Praseodymium(III) bromide
- Names: IUPAC name Praseodymium(III) bromide

Identifiers
- CAS Number: 13536-53-3;
- 3D model (JSmol): Interactive image;
- ChemSpider: 75391;
- ECHA InfoCard: 100.033.524
- EC Number: 236-893-0236-893-0;
- PubChem CID: 83561;
- CompTox Dashboard (EPA): DTXSID9065524 ;

Properties
- Chemical formula: PrBr_{3}
- Molar mass: 380.62 g/mol
- Appearance: Green crystalline solid
- Density: 5.28 g/cm^{3}
- Melting point: 691 °C (1,276 °F; 964 K) Some sources say 693 °C
- Boiling point: 1,547 °C (2,817 °F; 1,820 K)

Structure
- Crystal structure: Tricapped trigonal prismatic
- Coordination geometry: 9
- Hazards: Occupational safety and health (OHS/OSH):
- Main hazards: Irritation
- Pictograms: GHS07: Exclamation mark
- Signal word: Warning
- Hazard statements: H315, H319
- Precautionary statements: P261, P280, P305+P351+P338

= Praseodymium(III) bromide =

Praseodymium(III) bromide is a crystalline compound of one praseodymium atom and three bromine atoms.

==Characteristics==
===Appearance===
Praseodymium(III) bromide is a green solid at room temperature.
It is usually handled as a powder.

===Physical===
Praseodymium(III) bromide's molecular weight is 380.62 g. Praseodymium bromide has a density of 5.28 g/cm^{2}.

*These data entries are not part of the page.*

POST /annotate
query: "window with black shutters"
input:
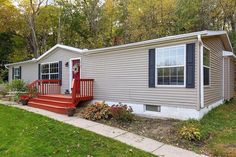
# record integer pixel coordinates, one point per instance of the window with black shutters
(170, 65)
(206, 66)
(16, 73)
(50, 71)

PrBr3 adopts the UCl3 crystal structure. The praseodymium ions are 9-coordinate and adopt a tricapped trigonal prismatic geometry. The praseodymium–bromine bond lengths are 3.05 Å and 3.13 Å.

===Chemical===
Praseodymium(III) bromide is hygroscopic. Praseodymium(III) bromide has an oxidation number of 3.

===Hazard===
Praseodymium(III) bromide can cause skin irritation (H315/R38), eye irritation (H319/R36), and that breathing dust/fume/gas/mist/vapours/spray of Praseodymium(III) bromide should be avoided (P261/S23), that one should wash hands thoroughly after handling (P264), one should wear protective gloves and clothes clothing, and wear eye protection and face protection (P280/S36/S37/S39), and that if one gets Praseodymium(III) bromide in their eyes, that they should wash their eyes cautiously for several minutes, removing contact lenses if possible (P305).